(Bloomberg) -- Saudi Arabia put a valuation on oil giant Aramco of between $1.6 trillion and $1.71 trillion, well below the $2 trillion target sought by Crown Prince Mohammed bin Salman since he first touted the deal in 2016.
The kingdom will list only 1.5% of the company on the Tadawul and the offering will mainly target local investors. If shares price at 32 Saudi riyals ($8.53) -- the high end of the range -- it will just beat Alibaba (NYSE:BABA) Group Holding Ltd. to the title of the world’s biggest IPO.

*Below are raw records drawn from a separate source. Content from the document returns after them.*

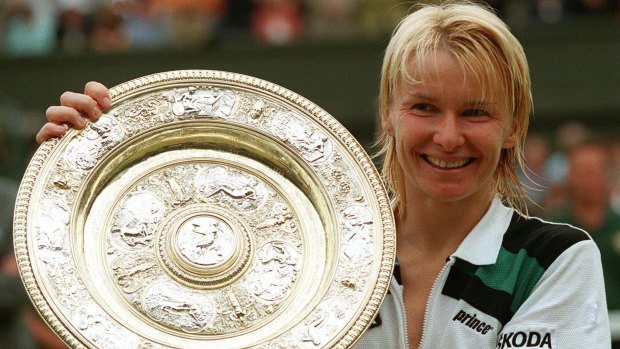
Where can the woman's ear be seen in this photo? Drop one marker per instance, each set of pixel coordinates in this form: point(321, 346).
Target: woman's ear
point(386, 122)
point(511, 140)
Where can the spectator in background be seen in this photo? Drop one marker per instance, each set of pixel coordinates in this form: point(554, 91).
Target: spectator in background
point(29, 27)
point(567, 136)
point(379, 17)
point(588, 206)
point(109, 34)
point(614, 151)
point(146, 24)
point(194, 22)
point(277, 22)
point(73, 31)
point(536, 152)
point(333, 19)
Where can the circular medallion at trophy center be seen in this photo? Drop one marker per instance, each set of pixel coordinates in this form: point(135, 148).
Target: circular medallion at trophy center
point(204, 246)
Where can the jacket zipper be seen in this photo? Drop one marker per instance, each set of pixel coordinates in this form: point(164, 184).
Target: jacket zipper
point(428, 301)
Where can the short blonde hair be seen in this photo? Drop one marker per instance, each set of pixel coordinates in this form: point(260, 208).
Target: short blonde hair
point(484, 45)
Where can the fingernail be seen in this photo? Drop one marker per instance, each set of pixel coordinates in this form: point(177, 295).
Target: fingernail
point(96, 113)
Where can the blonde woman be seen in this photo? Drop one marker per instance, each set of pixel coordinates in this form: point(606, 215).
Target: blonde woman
point(474, 270)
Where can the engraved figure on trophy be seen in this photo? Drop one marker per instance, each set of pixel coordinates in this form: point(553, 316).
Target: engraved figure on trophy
point(204, 102)
point(134, 222)
point(324, 321)
point(169, 304)
point(178, 195)
point(357, 241)
point(282, 218)
point(206, 240)
point(101, 330)
point(84, 150)
point(275, 272)
point(229, 186)
point(53, 218)
point(130, 272)
point(313, 145)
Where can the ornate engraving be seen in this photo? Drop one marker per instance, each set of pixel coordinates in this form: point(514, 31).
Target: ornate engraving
point(134, 223)
point(204, 102)
point(52, 220)
point(206, 240)
point(275, 272)
point(220, 184)
point(131, 272)
point(282, 218)
point(97, 326)
point(178, 308)
point(311, 143)
point(357, 243)
point(84, 151)
point(168, 216)
point(324, 321)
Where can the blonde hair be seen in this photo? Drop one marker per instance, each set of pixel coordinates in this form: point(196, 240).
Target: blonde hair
point(484, 45)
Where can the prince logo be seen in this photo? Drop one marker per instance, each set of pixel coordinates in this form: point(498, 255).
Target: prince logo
point(472, 322)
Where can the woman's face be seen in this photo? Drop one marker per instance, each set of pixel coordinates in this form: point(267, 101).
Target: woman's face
point(448, 137)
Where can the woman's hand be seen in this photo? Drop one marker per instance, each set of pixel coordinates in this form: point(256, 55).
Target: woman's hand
point(74, 108)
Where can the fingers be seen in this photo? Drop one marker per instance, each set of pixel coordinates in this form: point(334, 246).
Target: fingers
point(83, 105)
point(67, 115)
point(99, 93)
point(74, 108)
point(50, 130)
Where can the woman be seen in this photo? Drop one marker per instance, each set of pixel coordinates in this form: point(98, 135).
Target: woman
point(473, 273)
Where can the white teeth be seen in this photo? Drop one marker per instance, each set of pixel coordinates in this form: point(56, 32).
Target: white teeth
point(446, 164)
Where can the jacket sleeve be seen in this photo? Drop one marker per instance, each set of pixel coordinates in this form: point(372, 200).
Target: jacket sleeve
point(567, 308)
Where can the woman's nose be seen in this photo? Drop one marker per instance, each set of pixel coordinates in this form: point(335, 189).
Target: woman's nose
point(448, 133)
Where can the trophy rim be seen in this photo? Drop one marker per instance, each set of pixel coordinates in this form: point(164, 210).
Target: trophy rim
point(23, 229)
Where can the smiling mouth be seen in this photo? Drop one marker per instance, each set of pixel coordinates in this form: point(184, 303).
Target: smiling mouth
point(447, 164)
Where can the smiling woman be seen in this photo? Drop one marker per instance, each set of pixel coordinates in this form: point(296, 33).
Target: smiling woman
point(475, 271)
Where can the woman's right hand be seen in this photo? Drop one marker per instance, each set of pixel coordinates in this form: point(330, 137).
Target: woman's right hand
point(74, 109)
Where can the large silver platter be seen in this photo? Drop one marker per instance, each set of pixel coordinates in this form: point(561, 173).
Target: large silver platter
point(205, 209)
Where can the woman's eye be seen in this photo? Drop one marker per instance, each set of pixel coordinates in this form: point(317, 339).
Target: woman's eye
point(475, 112)
point(423, 107)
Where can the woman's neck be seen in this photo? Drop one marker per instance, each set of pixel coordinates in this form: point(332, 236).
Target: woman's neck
point(437, 227)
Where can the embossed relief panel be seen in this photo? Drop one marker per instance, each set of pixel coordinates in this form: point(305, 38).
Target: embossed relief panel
point(205, 207)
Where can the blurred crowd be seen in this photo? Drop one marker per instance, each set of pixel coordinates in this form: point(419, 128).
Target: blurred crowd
point(574, 177)
point(37, 27)
point(573, 174)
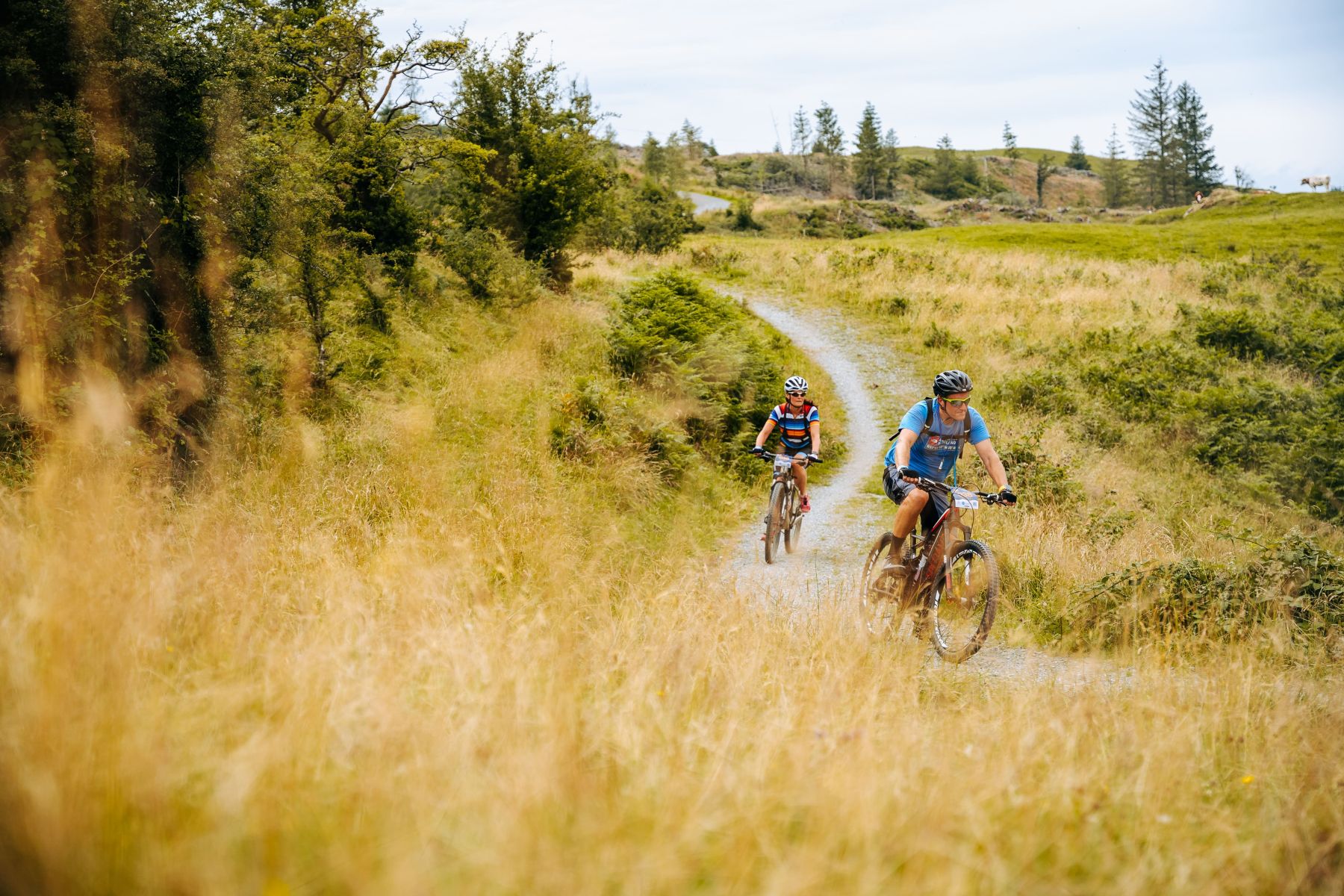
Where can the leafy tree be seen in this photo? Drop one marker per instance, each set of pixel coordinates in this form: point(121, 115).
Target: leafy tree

At the lower end of 30 riyals, Aramco will still be more than three times bigger than the entire Saudi stock market. A poll of 24 money managers by Bloomberg News shows more than 40% put the company’s fair range at $1.2 trillion to $1.5 trillion.
The new valuation implies Aramco, which has promised a dividend of at least $75 billion next year, will reward investors with a yield of between 4.4% and 4.7%. That compares with just under 5% for Exxon Mobil (NYSE:XOM) and 6.4% for Shell (LON:RDSa).
Read more details disclosed on Nov. 17.
At this rate, it would dwarf last year’s payouts from the 80 listed firms on the Saudi bourse that paid dividends, according to data compiled by Bloomberg. Investors who buy into the IPO have been guaranteed that the dividend won’t fall until after 2024.
No matter what the final valuation, the share sale will create a public company of unmatched profitability. Aramco earned a net income of $111 billion in 2018 on revenue of $315 billion. It pumps about 10% of the world’s oil from giant fields under the kingdom’s deserts.
The company is so big, investors and analysts were concerned it could drain liquidity from the Saudi market. In recent months, many analysts have said that local investors -- key for a successful deal -- were offloading some of their portfolio to buy Aramco shares.
Read more about what Gulf investors are saying about the IPO.
The Tadawul All Share Index has under performed emerging markets as the Saudi government accelerated preparations for the IPO. The index, which finished little changed on Sunday, has retreated 1.1% since Aug. 29, compared with an 8.1% increase for the MSCI Emerging Markets Index.